Subaru clutch flywheel



I recently posted a question about going through 3 clutches in 4 months on a 2001 Subaru Legacy wagon. The consensis was bad driving by my 17 year old son. Another possible explanation by the dealer is that on both the October and December repairs the flywheel was turned rather than replaced by the local mechanic. They said this would make the flywheel thin and the clutch more prone to burnout. Any comments? This is an academic question as we have bought a 2009 automatic 4WD Matrix to replace the Subaru. Plan to donate the Subaru to NPR.

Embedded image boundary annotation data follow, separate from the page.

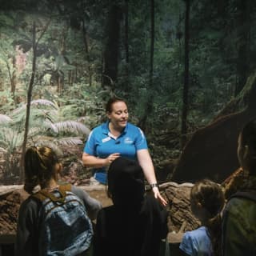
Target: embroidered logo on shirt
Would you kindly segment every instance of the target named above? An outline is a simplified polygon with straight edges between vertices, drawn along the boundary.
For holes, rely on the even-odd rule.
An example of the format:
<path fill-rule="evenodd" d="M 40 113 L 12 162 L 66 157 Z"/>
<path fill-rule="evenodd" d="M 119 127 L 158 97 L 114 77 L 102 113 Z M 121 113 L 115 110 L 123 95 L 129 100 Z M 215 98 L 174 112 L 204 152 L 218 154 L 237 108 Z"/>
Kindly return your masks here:
<path fill-rule="evenodd" d="M 102 143 L 110 141 L 110 139 L 111 139 L 110 137 L 104 138 L 102 139 Z"/>
<path fill-rule="evenodd" d="M 134 143 L 134 141 L 129 138 L 129 137 L 126 137 L 125 139 L 124 139 L 124 142 L 126 144 L 133 144 Z"/>

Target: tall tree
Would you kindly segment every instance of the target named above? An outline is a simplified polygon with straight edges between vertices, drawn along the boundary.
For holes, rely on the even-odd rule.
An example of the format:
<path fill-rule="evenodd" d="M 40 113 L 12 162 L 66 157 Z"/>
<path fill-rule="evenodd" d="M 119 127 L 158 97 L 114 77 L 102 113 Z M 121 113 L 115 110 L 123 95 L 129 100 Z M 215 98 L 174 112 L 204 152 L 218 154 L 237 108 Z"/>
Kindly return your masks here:
<path fill-rule="evenodd" d="M 238 95 L 244 86 L 250 73 L 249 49 L 250 34 L 250 0 L 239 0 L 238 5 L 238 51 L 237 60 L 238 81 L 235 95 Z"/>
<path fill-rule="evenodd" d="M 22 158 L 21 158 L 21 166 L 20 166 L 20 181 L 23 182 L 24 179 L 24 170 L 23 170 L 23 162 L 24 162 L 24 156 L 26 147 L 27 142 L 27 135 L 30 129 L 30 104 L 32 100 L 32 90 L 34 83 L 34 77 L 36 73 L 36 61 L 37 61 L 37 49 L 38 46 L 38 42 L 45 32 L 47 30 L 47 27 L 50 24 L 50 21 L 42 29 L 41 34 L 38 36 L 38 39 L 36 38 L 36 23 L 34 21 L 32 25 L 32 70 L 31 76 L 29 83 L 29 87 L 27 90 L 27 99 L 26 99 L 26 120 L 25 120 L 25 131 L 24 131 L 24 138 L 22 143 Z"/>
<path fill-rule="evenodd" d="M 104 52 L 103 87 L 110 86 L 114 90 L 114 83 L 118 78 L 121 8 L 116 3 L 110 5 L 106 23 L 106 43 Z"/>
<path fill-rule="evenodd" d="M 190 42 L 190 0 L 186 0 L 186 15 L 185 15 L 185 46 L 184 46 L 184 84 L 182 97 L 182 137 L 181 146 L 184 146 L 186 142 L 187 133 L 187 110 L 188 110 L 188 92 L 190 83 L 190 58 L 189 58 L 189 42 Z"/>
<path fill-rule="evenodd" d="M 146 130 L 146 122 L 149 114 L 153 110 L 153 70 L 154 70 L 154 0 L 151 0 L 150 6 L 150 17 L 151 17 L 151 26 L 150 26 L 150 73 L 149 73 L 149 84 L 148 84 L 148 94 L 146 99 L 146 105 L 145 112 L 139 122 L 139 126 L 142 130 Z"/>

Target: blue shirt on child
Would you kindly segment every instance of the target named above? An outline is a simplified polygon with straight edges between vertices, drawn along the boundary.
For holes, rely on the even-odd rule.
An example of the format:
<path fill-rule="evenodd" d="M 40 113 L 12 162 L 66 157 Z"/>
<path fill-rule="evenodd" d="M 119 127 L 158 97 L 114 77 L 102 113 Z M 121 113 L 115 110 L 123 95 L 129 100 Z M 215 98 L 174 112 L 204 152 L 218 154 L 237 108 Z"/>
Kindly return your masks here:
<path fill-rule="evenodd" d="M 184 234 L 179 248 L 192 256 L 213 256 L 211 242 L 205 226 Z"/>
<path fill-rule="evenodd" d="M 122 133 L 114 138 L 109 130 L 109 122 L 93 129 L 89 134 L 84 152 L 100 158 L 119 153 L 121 156 L 137 160 L 137 151 L 147 149 L 147 143 L 142 130 L 128 122 Z M 106 168 L 95 170 L 94 178 L 101 183 L 106 183 Z"/>

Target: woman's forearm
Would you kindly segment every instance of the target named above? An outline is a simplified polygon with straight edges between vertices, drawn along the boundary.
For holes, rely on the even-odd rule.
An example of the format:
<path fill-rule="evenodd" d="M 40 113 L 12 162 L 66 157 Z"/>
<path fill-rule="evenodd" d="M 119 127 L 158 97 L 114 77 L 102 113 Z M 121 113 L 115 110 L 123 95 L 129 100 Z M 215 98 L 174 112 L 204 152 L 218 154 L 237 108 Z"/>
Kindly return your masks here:
<path fill-rule="evenodd" d="M 157 183 L 152 159 L 148 150 L 140 150 L 137 151 L 137 158 L 149 184 Z"/>
<path fill-rule="evenodd" d="M 107 165 L 106 159 L 98 158 L 86 153 L 83 153 L 82 161 L 86 167 L 101 168 Z"/>

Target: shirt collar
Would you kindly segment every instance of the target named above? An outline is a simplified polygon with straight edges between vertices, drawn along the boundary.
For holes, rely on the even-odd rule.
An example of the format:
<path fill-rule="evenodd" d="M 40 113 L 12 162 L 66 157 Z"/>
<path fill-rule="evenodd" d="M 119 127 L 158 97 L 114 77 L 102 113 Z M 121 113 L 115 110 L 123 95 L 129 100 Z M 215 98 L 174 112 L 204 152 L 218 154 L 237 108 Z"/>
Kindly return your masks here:
<path fill-rule="evenodd" d="M 110 132 L 109 123 L 110 123 L 110 121 L 106 121 L 102 125 L 103 134 L 106 135 L 107 135 Z M 127 129 L 128 129 L 128 122 L 121 134 L 125 134 L 127 132 Z"/>

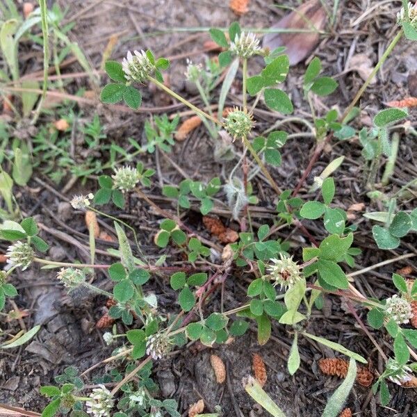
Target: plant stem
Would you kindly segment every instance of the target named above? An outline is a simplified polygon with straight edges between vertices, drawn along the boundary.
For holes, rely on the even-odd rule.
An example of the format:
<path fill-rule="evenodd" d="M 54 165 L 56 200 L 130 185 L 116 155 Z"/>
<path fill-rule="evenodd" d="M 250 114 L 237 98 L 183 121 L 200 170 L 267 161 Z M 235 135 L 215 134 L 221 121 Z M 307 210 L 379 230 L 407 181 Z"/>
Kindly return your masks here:
<path fill-rule="evenodd" d="M 245 145 L 245 146 L 249 149 L 249 152 L 252 154 L 252 156 L 254 157 L 254 160 L 256 161 L 257 164 L 259 165 L 261 170 L 262 171 L 262 172 L 263 172 L 263 174 L 266 177 L 268 180 L 269 181 L 270 184 L 271 185 L 272 188 L 274 188 L 275 193 L 277 193 L 277 195 L 281 194 L 282 193 L 282 191 L 281 190 L 279 187 L 277 185 L 277 183 L 274 181 L 274 179 L 271 177 L 271 174 L 268 172 L 268 170 L 266 169 L 266 167 L 265 166 L 265 165 L 261 161 L 261 158 L 258 156 L 258 154 L 256 154 L 255 149 L 254 149 L 252 145 L 250 144 L 250 142 L 247 140 L 247 138 L 245 136 L 243 136 L 242 138 L 242 140 L 243 140 L 243 144 Z"/>
<path fill-rule="evenodd" d="M 183 97 L 181 97 L 180 95 L 177 94 L 174 91 L 172 91 L 170 88 L 168 88 L 166 85 L 164 85 L 162 83 L 160 83 L 158 80 L 155 79 L 154 78 L 152 78 L 152 76 L 149 76 L 148 79 L 150 81 L 152 81 L 152 83 L 154 83 L 154 84 L 155 84 L 156 85 L 158 85 L 158 87 L 159 87 L 161 90 L 163 90 L 165 92 L 167 92 L 169 95 L 172 95 L 174 98 L 177 99 L 178 101 L 183 103 L 183 104 L 185 104 L 186 106 L 189 107 L 191 110 L 193 110 L 196 113 L 197 113 L 202 116 L 204 116 L 204 117 L 209 119 L 212 122 L 214 122 L 215 123 L 217 123 L 218 124 L 220 124 L 220 126 L 222 126 L 222 122 L 220 122 L 218 119 L 216 119 L 215 117 L 213 117 L 213 116 L 211 116 L 209 114 L 206 113 L 206 112 L 203 111 L 202 110 L 200 110 L 198 107 L 196 107 L 195 106 L 194 106 L 194 104 L 192 104 L 191 103 L 190 103 L 190 101 L 188 101 L 188 100 L 186 100 L 186 99 L 183 99 Z"/>
<path fill-rule="evenodd" d="M 247 77 L 247 59 L 243 59 L 243 64 L 242 65 L 242 103 L 243 104 L 243 110 L 246 110 L 247 101 L 246 101 L 246 79 Z"/>
<path fill-rule="evenodd" d="M 44 100 L 47 97 L 47 89 L 48 88 L 48 70 L 49 65 L 49 50 L 48 44 L 48 19 L 47 19 L 47 0 L 39 0 L 39 7 L 40 8 L 40 17 L 42 22 L 42 35 L 43 39 L 43 52 L 44 52 L 44 79 L 42 89 L 42 95 L 38 107 L 35 111 L 32 124 L 35 124 L 38 121 L 40 111 L 43 105 Z"/>
<path fill-rule="evenodd" d="M 370 81 L 372 81 L 372 79 L 376 75 L 377 72 L 378 72 L 378 71 L 379 70 L 379 68 L 382 66 L 382 64 L 384 64 L 384 63 L 385 62 L 385 60 L 386 60 L 386 58 L 388 58 L 389 54 L 392 52 L 393 49 L 394 49 L 394 47 L 398 42 L 398 41 L 401 39 L 402 36 L 402 29 L 401 29 L 397 33 L 397 35 L 395 35 L 394 39 L 393 39 L 391 42 L 389 44 L 389 45 L 385 50 L 385 52 L 384 52 L 382 56 L 380 58 L 379 60 L 377 62 L 377 63 L 375 65 L 375 68 L 373 69 L 373 72 L 369 74 L 369 76 L 366 79 L 366 81 L 363 83 L 363 85 L 361 87 L 359 90 L 357 92 L 357 95 L 354 96 L 353 100 L 352 100 L 352 102 L 350 103 L 350 104 L 349 104 L 349 106 L 347 107 L 346 110 L 345 110 L 345 112 L 343 113 L 343 114 L 342 115 L 342 117 L 341 117 L 341 120 L 342 120 L 342 122 L 345 120 L 346 116 L 350 113 L 350 111 L 353 108 L 354 106 L 357 103 L 358 100 L 361 98 L 362 94 L 363 94 L 363 92 L 366 90 L 366 88 L 369 85 Z"/>

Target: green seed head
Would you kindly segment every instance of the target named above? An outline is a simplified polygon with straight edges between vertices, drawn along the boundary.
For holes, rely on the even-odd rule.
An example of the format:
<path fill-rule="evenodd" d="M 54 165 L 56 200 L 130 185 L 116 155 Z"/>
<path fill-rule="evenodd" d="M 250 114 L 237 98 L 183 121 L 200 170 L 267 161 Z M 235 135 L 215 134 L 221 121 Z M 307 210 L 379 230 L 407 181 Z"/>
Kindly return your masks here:
<path fill-rule="evenodd" d="M 239 110 L 235 108 L 224 119 L 224 129 L 226 131 L 233 137 L 247 138 L 250 133 L 254 122 L 252 114 L 246 110 Z"/>

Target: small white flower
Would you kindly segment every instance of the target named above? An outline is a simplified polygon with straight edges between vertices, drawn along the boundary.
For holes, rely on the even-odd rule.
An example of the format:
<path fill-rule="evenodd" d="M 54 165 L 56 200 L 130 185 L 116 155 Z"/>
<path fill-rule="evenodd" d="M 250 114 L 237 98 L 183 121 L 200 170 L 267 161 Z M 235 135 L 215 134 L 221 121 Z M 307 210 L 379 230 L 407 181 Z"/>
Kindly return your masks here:
<path fill-rule="evenodd" d="M 398 325 L 406 325 L 413 317 L 411 306 L 404 298 L 396 294 L 387 298 L 385 303 L 385 313 L 389 318 L 392 318 Z"/>
<path fill-rule="evenodd" d="M 81 194 L 80 195 L 74 195 L 70 203 L 72 207 L 76 210 L 82 210 L 90 206 L 90 200 L 92 200 L 93 198 L 94 195 L 91 193 L 88 195 L 83 195 Z"/>
<path fill-rule="evenodd" d="M 240 35 L 235 36 L 234 40 L 230 44 L 230 50 L 240 58 L 247 58 L 261 53 L 259 40 L 254 33 L 241 32 Z"/>
<path fill-rule="evenodd" d="M 400 365 L 397 361 L 392 358 L 390 358 L 386 363 L 386 371 L 392 374 L 389 378 L 398 385 L 411 381 L 412 378 L 410 375 L 413 372 L 411 368 L 405 365 Z"/>
<path fill-rule="evenodd" d="M 24 271 L 31 265 L 35 252 L 28 243 L 18 241 L 7 248 L 6 257 L 9 268 L 20 266 Z"/>
<path fill-rule="evenodd" d="M 274 281 L 274 285 L 279 285 L 281 288 L 291 288 L 303 278 L 300 265 L 293 261 L 293 256 L 288 258 L 282 254 L 279 256 L 281 259 L 270 259 L 272 264 L 266 268 L 268 277 Z"/>
<path fill-rule="evenodd" d="M 128 81 L 143 83 L 155 70 L 155 65 L 149 60 L 146 52 L 142 49 L 133 51 L 134 55 L 128 51 L 127 56 L 122 61 L 124 77 Z"/>
<path fill-rule="evenodd" d="M 126 165 L 115 170 L 115 174 L 111 177 L 114 186 L 124 192 L 130 191 L 136 186 L 140 179 L 140 174 L 136 168 Z"/>
<path fill-rule="evenodd" d="M 115 338 L 112 333 L 111 333 L 110 332 L 106 332 L 103 335 L 103 340 L 104 341 L 106 344 L 108 346 L 109 346 L 115 341 Z"/>
<path fill-rule="evenodd" d="M 92 414 L 94 417 L 110 417 L 114 400 L 111 393 L 104 385 L 95 388 L 90 394 L 90 398 L 85 402 L 89 414 Z"/>

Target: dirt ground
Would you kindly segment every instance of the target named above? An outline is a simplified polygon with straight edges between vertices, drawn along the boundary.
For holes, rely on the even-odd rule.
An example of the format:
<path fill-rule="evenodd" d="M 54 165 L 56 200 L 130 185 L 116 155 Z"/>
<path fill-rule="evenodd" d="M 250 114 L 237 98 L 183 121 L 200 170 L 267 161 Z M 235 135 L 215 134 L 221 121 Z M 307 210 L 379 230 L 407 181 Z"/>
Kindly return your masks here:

The comment about the flywheel being too thin and causing burnout is incorrect. If one makes the assumption here that your son is not thrashing the clutch there are several things that could cause premature clutch failure.

  1. The guide sleeve that the throw out bearing mounts on is binding on the nose of the transmission. The guide sleeves have a large grease groove on the inside and the machined edges are knife sharp. The nose of the transmission is soft aluminum so it is quite possible for the steel guide sleeve to start digging into the nose. This is a obscure problem that many do not know about. Every time I did a clutch on a Subaru the sharp edges were ground off and the groove repacked with grease. (I’d be surprised if anyone at the Subaru dealer is even aware of this).
  2. A pushrod on the clutch hydraulics could be too tight and not allowing the clutch to engage completely. (Similar to driving around with a foot depressing the pedal a bit).
  3. Possible Hill-Holder problem if the vehicle is equipped with one.
  4. Depending on flywheel design, machining could be responsible for this problem. If the area where the clutch disc rests is machined and the area where the pressure plate mounting bolts is not this may not allow the pressure plate to have the ability to apply the full pressure that it should. (Again, similar to riding around with a foot on the pedal).

If I give your son the benefit of the doubt here on driving habits, it seems to me that whoever is doing the clutch repair is overlooking something simple and it should be obvious. Seems a shame to unload the car over this, but…
Hope this helps. :slight_smile:


I think its driving or poor repair. I have known a few early 2000 Suburu’s on oem clutches with 150k-225k.


at least you got an automatic this time, a bit more difficult to destroy.